To get into any subject, there is a lot of jargon to wade through. I love simplicity but precise terminology makes things much easier. In this post I’m going to establish basic definitions for these terms, which are necessary for deep learning:
- machine learning
- model
- supervised learning
- prediction
- cost function
- function optimization
- local minimum vs. global minimum
Everyone who reads this post has some idea of learning. What does it mean for a machine to learn?
In the machine learning context, to learn means:
to create the ability to predict from data.
The method used to predict the data, learned or otherwise, is called a model. When a machine learns a model, then machine learning has happened!
A model can be thought of as a function, a math function. If you know about functions, think of the model as a function F where F(data) = prediction.
An example of data, prediction, model:
Suppose we have a month’s worth of weather data for Redwood City California, and we want to predict weather based on this data. The data is that in 30 days, it rained 3 days. So it rained 10% of the time.
Here is a very simple model: based on these 30 days of data, the probability of rain is 10%. This is a pretty low probability, so I predict no rain for all days. In my function language: the learning process based on historical data gave me a function F:
Learning Process (30 days of data: 27 no rain, 3 rain) = F = no rain
To elaborate on the function F:
F(any time) = no rain
If the weather continues to be the same, my model, the “no rain” model, has an accuracy of 90%. Impressive, isn’t it?
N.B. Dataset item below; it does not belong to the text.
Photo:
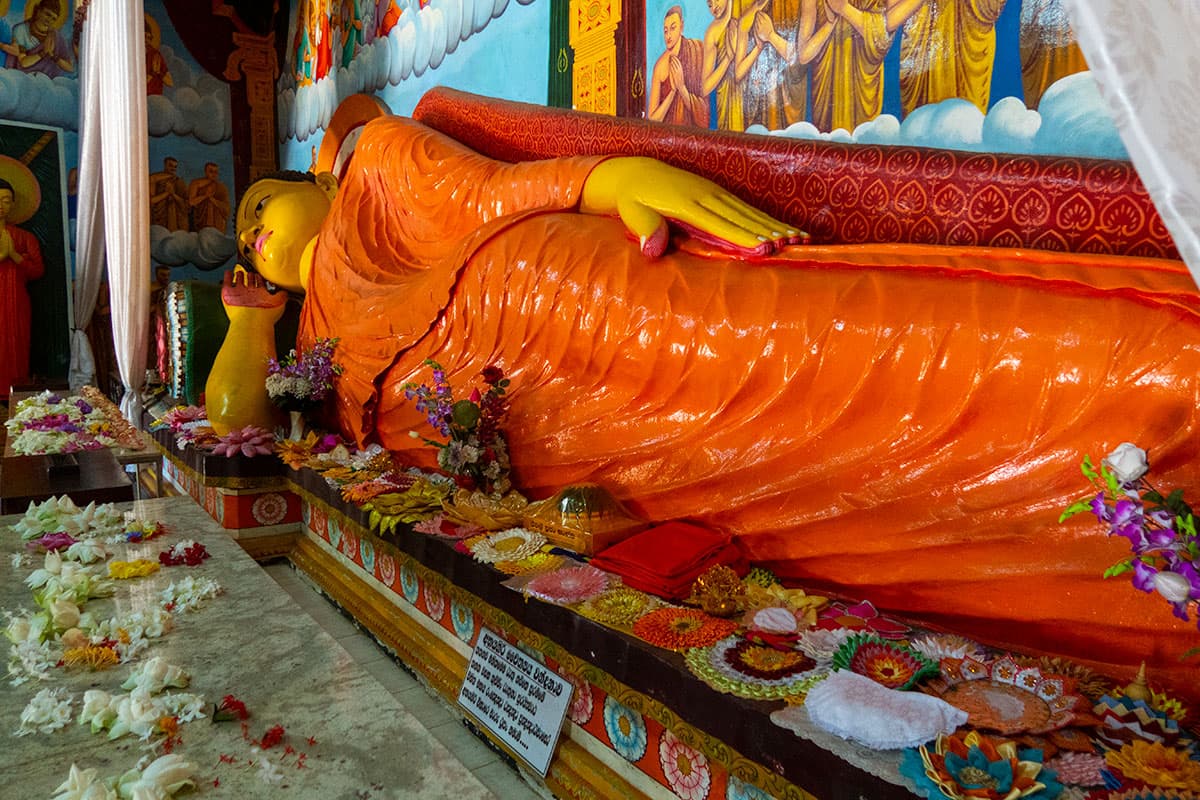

Despite the “no rain” model’s high accuracy (especially in times of drought), can we point out other limitations of this model? We will come back to this question. It is really a good chunk of the work of a scientist – deciding what to do with your model after you’ve computed it. This model might be obviously bad – but many models suffer from exactly the problem that this model does. Care must be taken!
Notice that very little learning took place to create this model. One calculation, the ratio of rainy days to all days, is used as the basis of all predictions. We can maybe say that the “learning” method used in this weather example is just extrapolation, or trending. And the computer didn’t learn it, we did. We decided the formula to use to predict the weather.
How do we get a machine to do the learning? How do we get a computer to build a model?
We give the machine some scaffolding, and program the machine to compute the details – the “walls and floors” of the model.
Since the machine is a computer and computers work with numbers, the scaffolding is a particular class of function, and the computer fits a “best” function of that particular type that matches our observed data.
The method used in almost all of machine learning is this: Estimate the cost of a mistake. Formulate it with variable parameters – use a template formula for your model function that has variable parameters. Minimize that cost with respect to those parameters – find the value of those parameters that gives you the least cost; find the “best” value of those parameters. That gives you the “best” function.
We will discuss this in more detail in another post.